もし、皆さんがBtoCのビジネスをされていて、例えば、ワインを売りたい場合には、恐らくランディングページで取りたいのは、特定のワインセット、あるいは特定のワインを売ることが目的になると思います。ただ、BtoBの法人間の取引の場合は、ワインを売るときのように簡単なアプローチでは、なかなか問い合わせまでたどり着かないケースがあります。なので、BtoBの場合は、特に問い合わせを増やすのか、リードを取りにいくのか、こちらを分けてしっかりと考えていきましょう。

問い合わせ獲得型のランディングページ
マネーフォワードの例

問い合わせを獲得する場合のランディングページには特徴があります。実際に実物を見ながら理解していただくと分かりやすいと思います。
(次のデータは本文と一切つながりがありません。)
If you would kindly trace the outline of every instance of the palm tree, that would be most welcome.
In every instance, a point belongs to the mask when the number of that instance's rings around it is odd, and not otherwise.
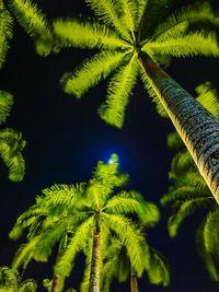
[[[81,97],[106,79],[106,102],[99,114],[123,126],[130,92],[140,75],[149,94],[164,107],[219,203],[218,120],[183,90],[159,65],[171,57],[219,56],[219,24],[209,4],[195,4],[166,16],[169,0],[85,0],[97,20],[57,20],[62,46],[97,49],[73,73],[62,78],[66,93]],[[200,23],[209,24],[200,28]]]
[[[5,91],[0,91],[0,125],[10,114],[13,97]],[[25,147],[22,133],[10,128],[0,130],[0,157],[9,168],[9,179],[20,182],[24,177],[24,159],[21,154]]]
[[[31,0],[0,0],[0,68],[13,36],[14,22],[19,22],[34,39],[39,55],[46,56],[50,51],[57,51],[49,22],[36,3]]]
[[[210,84],[201,84],[196,89],[197,100],[212,114],[219,117],[219,105],[216,92]],[[203,209],[204,219],[196,232],[197,247],[203,257],[210,278],[219,281],[217,262],[219,257],[219,209],[212,199],[210,190],[197,171],[191,154],[185,150],[176,132],[168,139],[169,147],[177,149],[173,157],[170,178],[173,180],[166,195],[161,199],[162,205],[171,205],[173,212],[168,221],[171,237],[177,235],[183,221],[196,210]]]
[[[142,241],[142,238],[139,238],[139,241]],[[142,261],[145,261],[145,270],[148,272],[150,283],[168,285],[170,282],[170,272],[166,260],[146,242],[142,242],[140,246],[143,248],[145,258]],[[137,278],[139,276],[141,273],[132,269],[126,246],[116,237],[112,237],[111,244],[104,255],[104,266],[102,269],[103,287],[101,291],[108,292],[114,278],[123,282],[130,277],[130,291],[138,292]]]
[[[28,229],[28,242],[18,250],[13,268],[26,267],[32,258],[46,261],[53,246],[60,242],[61,252],[54,268],[51,289],[60,291],[59,279],[70,275],[77,254],[85,249],[92,238],[89,291],[100,291],[102,247],[113,232],[127,246],[134,268],[142,270],[143,253],[139,254],[141,249],[135,248],[138,246],[137,236],[142,235],[129,214],[136,214],[145,224],[154,224],[159,220],[159,211],[136,191],[113,192],[126,182],[127,175],[119,172],[118,159],[113,154],[111,163],[97,163],[93,178],[79,185],[79,190],[72,191],[76,189],[73,186],[62,192],[57,186],[44,190],[45,196],[38,197],[36,205],[21,214],[10,233],[10,237],[15,240]]]
[[[0,267],[0,291],[1,292],[35,292],[36,281],[27,279],[22,281],[18,271],[9,267]]]

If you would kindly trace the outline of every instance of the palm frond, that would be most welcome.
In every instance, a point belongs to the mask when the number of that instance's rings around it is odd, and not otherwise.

こちらはマネーフォワードという会計クラウドの会社さんのホームページです。まず注目していただきたいのは、ぱっと開いた瞬間の画面です。ここで皆さんは、どこに目が行くでしょうか。恐らく、左側の大きな文字に目が行くと思います。「手間も時間もかかる会計・確定申告の負担を減らしたい。無料トライアルはこちら」というところですね。なので、ぱっと見たときに、まずメッセージが一言で伝わるページになっているケースが多いです。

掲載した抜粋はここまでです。